The match was broadcast live by Australian Pay-TV channel Fox Sports with Greg Clark, Wally Lewis and Gary Freeman providing commentary, with Peter Jackson on the sideline. It was also broadcast on delay on the Nine Network with commentary provided by Ray Warren and Peter Sterling.
===Match details===

The game was refereed by Bill Harrigan. The talented Brisbane side, featuring young up-and-coming stars in Darren Lockyer, Gorden Tallis and Shane Webcke overwhelmed a game Cronulla-Sutherland side. No points were scored until Lockyer's penalty kick in the eighth minute. In the twenty-second minute Mat Rogers equalised with another penalty kick. About three minutes later the next points came from yet another penalty kick by Lockyer, making the score 4–2 in favour of the home side. With just under seven minutes of the first half remaining, Allan Langer put a bomb up and into the Sharks left-hand corner which a leaping Rogers failed to secure and Steve Renouf picked up the ball and dived over for the first try of the match. Lockyer's conversion put the Broncos in front 10–2 which is what the score remained at for half-time.

Cronulla scored after less than four minutes of the second half when Wendell Sailor, returning the ball from a kick deep into his side's territory, passed the ball to nobody and it was chipped ahead by a Cronulla chaser and dived on by Russell Richardson. Mat Rogers converted the try successfully bringing the deficit back to two points at 10–8. In the 55th minute, the Broncos were on the attack and moved the ball out to the left for Renouf to score his second try of the match. Lockyer's kick, a metre in from the sideline was successful, making Brisbane's lead 16–8. About 10 minutes later, Renouf scored close to the same spot, becoming only the third player in history to score a hat-trick in a grand final. Lockyer missed the kick so the Broncos lead 20–8 with 14 minutes of the match remaining. An attempted field-goal kick by Lockyer in the 78th minute was charged down but Brisbane re-gathered the ball and one tackle later it was put through the hands out to the right wing, for replacement Michael Hancock to score the final try of the game. Lockyer kicked the extra two points with only seconds of the game remaining, so the final score was 26–8.

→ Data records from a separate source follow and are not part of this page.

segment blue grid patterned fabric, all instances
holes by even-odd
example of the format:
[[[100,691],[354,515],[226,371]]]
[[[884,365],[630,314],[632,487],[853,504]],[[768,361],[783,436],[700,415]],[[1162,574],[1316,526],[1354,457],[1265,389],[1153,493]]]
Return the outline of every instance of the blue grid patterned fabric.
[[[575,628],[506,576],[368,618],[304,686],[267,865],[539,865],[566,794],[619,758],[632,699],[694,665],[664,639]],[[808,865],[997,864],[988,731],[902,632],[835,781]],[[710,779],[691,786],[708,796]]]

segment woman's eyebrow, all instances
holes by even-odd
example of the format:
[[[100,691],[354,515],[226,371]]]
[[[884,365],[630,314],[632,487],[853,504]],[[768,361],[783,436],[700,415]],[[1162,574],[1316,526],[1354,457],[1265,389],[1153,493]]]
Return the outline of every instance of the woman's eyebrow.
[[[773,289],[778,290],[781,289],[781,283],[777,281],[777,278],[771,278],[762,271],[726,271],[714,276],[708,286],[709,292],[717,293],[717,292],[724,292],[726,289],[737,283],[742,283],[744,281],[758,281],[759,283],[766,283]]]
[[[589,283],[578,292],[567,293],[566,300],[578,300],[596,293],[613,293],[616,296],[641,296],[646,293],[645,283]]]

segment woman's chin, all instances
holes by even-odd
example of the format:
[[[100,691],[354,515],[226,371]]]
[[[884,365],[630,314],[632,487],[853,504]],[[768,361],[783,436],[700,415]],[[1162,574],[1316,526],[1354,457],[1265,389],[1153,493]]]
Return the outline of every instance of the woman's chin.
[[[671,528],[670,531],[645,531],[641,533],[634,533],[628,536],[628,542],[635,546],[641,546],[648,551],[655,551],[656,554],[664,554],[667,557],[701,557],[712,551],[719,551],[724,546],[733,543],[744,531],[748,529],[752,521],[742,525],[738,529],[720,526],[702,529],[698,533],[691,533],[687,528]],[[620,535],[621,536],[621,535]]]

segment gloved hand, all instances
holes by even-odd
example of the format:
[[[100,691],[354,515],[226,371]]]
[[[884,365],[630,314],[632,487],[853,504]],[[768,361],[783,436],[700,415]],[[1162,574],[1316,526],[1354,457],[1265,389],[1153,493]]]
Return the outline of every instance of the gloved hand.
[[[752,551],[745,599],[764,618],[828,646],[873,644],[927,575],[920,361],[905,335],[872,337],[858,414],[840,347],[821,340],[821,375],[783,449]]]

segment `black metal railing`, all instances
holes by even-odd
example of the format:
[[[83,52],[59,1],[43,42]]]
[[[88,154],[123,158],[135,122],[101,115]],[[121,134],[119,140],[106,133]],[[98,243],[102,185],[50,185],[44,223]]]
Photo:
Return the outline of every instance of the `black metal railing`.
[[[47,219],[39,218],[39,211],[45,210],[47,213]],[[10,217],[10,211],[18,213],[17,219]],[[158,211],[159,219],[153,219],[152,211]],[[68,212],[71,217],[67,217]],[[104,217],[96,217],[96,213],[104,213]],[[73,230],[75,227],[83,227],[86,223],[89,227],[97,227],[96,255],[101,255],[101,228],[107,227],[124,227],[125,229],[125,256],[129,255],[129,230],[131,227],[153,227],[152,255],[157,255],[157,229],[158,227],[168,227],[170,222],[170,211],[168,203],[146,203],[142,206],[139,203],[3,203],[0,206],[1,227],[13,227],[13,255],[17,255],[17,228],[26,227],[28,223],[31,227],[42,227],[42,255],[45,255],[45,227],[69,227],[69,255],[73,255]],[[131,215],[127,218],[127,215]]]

The win meant the Broncos were undefeated at Queensland Sport & Athletics Centre all year and it kept the Broncos' 100% record intact in grand finals making it three from three, while the Sharks remained bridesmaids, at the time yet to score a grand final victory from three appearances. They would remain without a grand final win for another 20 years until their drought was finally broken in 2016.

===Post game===
A Super Bowl style match between the Brisbane Broncos and Newcastle Knights, the 1997 ARL season's premiers was mooted, but did not eventuate.

==Postseason==

With twenty-two teams playing in two competitions in 1997 crowd attendances and corporate sponsorships were spread very thinly, and many teams found themselves in financial difficulty by the end of the season. Despite having the financial backing of Optus, the Australian Rugby League decided that it was not in the best interests of the game to run two competitions and undertook moves to approach News Limited in order to form a united competition. As a consequence of the negotiations that followed, on 23 September 1997 the ARL announced that it was forming a new competition in partnership with News Limited. The National Rugby League was formed from the ARL and Super League competitions.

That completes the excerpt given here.